Redis In memory data processing
Redis is an in memory, key-value, database written in C. The main advantages of Redis are performance, simplicity and extensibility. It introduces some common datatypes (like Strings, Hashes, Lists) and allows you to query the data using simple commands like GET/SET which retrieve the exact key you were asking for or allowing single key in-place update
One shortcoming of Redis is that it does not support cross-key/cross-shards aggregation queries, while there are several use-cases in which users might want to e.g count how many times a property appears in subset of all hashes or group by some value and return a unique count.
In order to achieve these things a user usually has three patterns he can use:
-
Retrieve all the data from the Redis and run the aggregation on the client side.
-
Analyze the data by another system like spark/hadoop and perform those queries there.
-
Use Redis embedded Lua capabilities and write some lua code that performs the aggregation on the server side.
The first and the second option require moving all the data over the network. While the third option is good for a single Redis server, but it does not support clustering and requires writing a Lua script which is not a common programming language that most engineers/data scientists are familiar with.
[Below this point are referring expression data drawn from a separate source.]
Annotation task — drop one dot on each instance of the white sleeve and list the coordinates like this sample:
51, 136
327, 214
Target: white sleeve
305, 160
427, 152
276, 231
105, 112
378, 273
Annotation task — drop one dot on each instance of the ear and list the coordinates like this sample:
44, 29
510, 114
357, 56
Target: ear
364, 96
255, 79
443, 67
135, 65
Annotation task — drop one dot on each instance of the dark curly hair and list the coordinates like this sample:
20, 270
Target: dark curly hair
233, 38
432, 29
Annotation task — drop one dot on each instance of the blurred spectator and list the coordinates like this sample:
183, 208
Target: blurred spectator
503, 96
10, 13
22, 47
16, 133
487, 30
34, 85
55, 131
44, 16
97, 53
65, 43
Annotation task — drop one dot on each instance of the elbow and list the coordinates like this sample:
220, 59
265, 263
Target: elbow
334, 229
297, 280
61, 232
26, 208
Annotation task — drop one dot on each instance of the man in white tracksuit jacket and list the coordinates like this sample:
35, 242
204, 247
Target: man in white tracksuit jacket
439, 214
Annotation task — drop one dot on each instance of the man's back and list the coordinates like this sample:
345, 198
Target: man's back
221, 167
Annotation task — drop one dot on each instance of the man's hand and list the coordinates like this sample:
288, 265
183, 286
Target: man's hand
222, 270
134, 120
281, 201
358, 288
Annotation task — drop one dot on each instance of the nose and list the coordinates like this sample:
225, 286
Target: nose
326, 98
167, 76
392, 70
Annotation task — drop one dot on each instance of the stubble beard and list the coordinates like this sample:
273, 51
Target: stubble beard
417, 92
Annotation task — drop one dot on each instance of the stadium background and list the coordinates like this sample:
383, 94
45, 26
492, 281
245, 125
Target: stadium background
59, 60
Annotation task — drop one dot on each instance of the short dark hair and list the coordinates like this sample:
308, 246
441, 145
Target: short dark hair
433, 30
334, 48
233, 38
In the last couple of months we, at Redislabs, have been testing a new programming module. This module will allow users to perform aggregation queries on all or part of the data located on Redis database. The aggregation logic is performed on the server side and only then the aggregated data is returned to the user. This technique solves the issue of passing all the data to the client/spark/hadoop over the network and make computation much much faster.
Last, following the Streams support in Redis, it will also support streaming api allowing the user to trigger an execution plan on a Stream event.